現代のアーティストが直面する課題の一つは、より広い世界との関わりと、私的な内なる領域への内省的な焦点とのバランスをどう取るかということだ。 フィンランドのシンガーソングライター、セルマ・サヴォライネンの素晴らしいセカンドアルバム『in the shade』にこれほどのエネルギーと深みを与えているのは、まさにこの緊張感である。 「タイトルは、パリの日当たりの良いアパートで曲を書こうとしていた日に思いついたんです。 太陽が毎日私の様子を見に来ているような気がしました。 『ちゃんと仕事してる?忙しい?』って。 そして、私は内と外の対話に参加しているような気がしたんです」。 セルマの力強い歌声と冒険的な音楽性は、現代ジャズに根ざしながらも、ポストロックの冒険的なエッジやそれ以上の影響を受け、はるかに広いサウンドの世界を用いる魅惑的な楽曲群の原動力となっている。

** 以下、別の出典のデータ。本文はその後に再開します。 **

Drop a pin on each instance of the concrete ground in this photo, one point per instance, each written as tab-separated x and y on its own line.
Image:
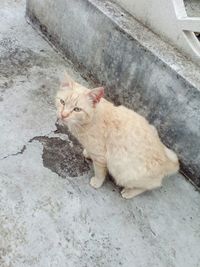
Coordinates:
49	215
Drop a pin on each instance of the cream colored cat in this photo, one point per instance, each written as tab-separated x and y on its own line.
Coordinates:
117	140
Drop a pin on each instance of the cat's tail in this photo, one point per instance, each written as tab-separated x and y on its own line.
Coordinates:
173	163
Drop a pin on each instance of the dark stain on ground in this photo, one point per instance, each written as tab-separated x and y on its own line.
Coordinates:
62	156
18	61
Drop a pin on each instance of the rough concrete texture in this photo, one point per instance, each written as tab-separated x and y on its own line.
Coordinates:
138	69
46	220
192	8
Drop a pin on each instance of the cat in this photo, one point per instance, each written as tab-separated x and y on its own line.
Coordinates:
116	139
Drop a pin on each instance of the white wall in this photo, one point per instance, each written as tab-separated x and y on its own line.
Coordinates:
168	18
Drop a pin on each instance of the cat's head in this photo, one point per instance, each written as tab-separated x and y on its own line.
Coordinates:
75	103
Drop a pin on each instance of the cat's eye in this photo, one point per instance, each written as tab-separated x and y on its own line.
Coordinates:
77	109
62	102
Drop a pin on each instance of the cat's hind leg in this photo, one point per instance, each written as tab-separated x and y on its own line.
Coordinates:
100	175
128	193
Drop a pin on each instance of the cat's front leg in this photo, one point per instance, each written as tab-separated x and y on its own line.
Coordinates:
86	154
100	175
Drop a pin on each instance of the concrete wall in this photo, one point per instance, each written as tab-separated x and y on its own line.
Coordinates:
138	69
165	18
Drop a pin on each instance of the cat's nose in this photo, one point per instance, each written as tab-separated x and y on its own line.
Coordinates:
64	114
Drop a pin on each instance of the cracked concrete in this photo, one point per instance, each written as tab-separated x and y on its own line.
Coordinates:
46	220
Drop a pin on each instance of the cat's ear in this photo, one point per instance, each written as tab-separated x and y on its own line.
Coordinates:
96	94
68	82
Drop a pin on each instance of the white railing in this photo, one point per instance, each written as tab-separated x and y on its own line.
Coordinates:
188	25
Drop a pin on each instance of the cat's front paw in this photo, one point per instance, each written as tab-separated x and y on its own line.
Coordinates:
96	182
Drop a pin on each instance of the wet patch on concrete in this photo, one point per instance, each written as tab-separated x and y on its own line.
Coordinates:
63	157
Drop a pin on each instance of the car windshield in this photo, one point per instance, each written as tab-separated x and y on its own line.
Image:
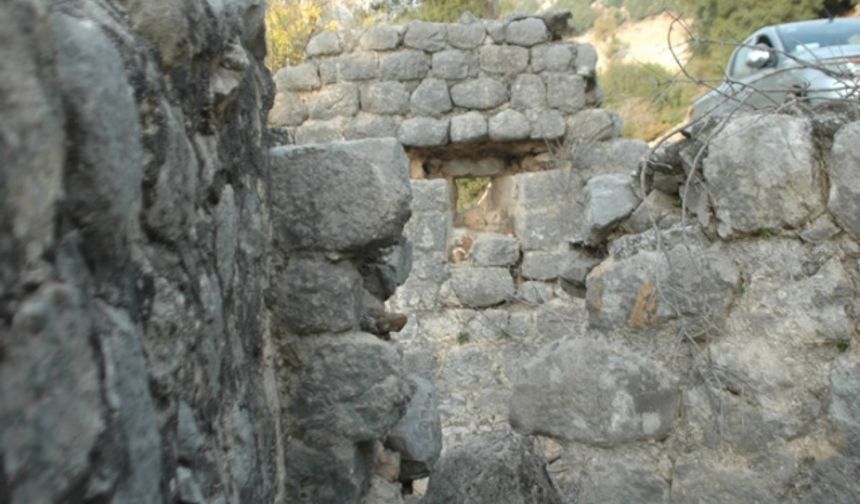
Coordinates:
807	37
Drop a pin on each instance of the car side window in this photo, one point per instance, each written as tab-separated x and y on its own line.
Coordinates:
739	68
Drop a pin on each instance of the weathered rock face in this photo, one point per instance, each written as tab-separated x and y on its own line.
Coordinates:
438	83
133	237
501	468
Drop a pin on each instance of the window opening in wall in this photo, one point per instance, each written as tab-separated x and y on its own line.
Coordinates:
472	192
479	206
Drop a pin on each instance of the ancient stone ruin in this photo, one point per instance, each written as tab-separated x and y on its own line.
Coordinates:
195	310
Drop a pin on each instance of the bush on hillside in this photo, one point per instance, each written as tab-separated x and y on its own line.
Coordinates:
289	26
649	98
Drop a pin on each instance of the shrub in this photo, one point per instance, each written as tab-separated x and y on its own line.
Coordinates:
289	26
649	98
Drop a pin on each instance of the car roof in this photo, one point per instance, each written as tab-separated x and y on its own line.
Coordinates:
813	22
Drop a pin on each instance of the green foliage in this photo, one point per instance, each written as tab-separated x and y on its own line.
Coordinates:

対照的に、「Angry Man」は、ソーシャルメディアの時代における公私にわたる交流の広がりを物語る、不吉で切迫感のあるグルーヴを用い、トーマス・ケスキ=サンティによる自由奔放なキーボードソロへと展開し、最も魅力的なザ・ドアーズを彷彿とさせる。セルマ自身は、静かで力強いバラード「House」でピアノを演奏し、母子関係についてのさらなる考察を綴り、ジャズのニュアンスとケイト・ブッシュに影響を受けた演劇的な要素が独創的に融合した風変わりな「Lie」へと繋がる。最後に、タイトル曲「In The Shade」は、冒頭のボーカルとベースのデュエットから始まり、複雑なホーンパート、そして参加者全員による魅惑的な即興演奏へと、荘厳なペースで進んでいく。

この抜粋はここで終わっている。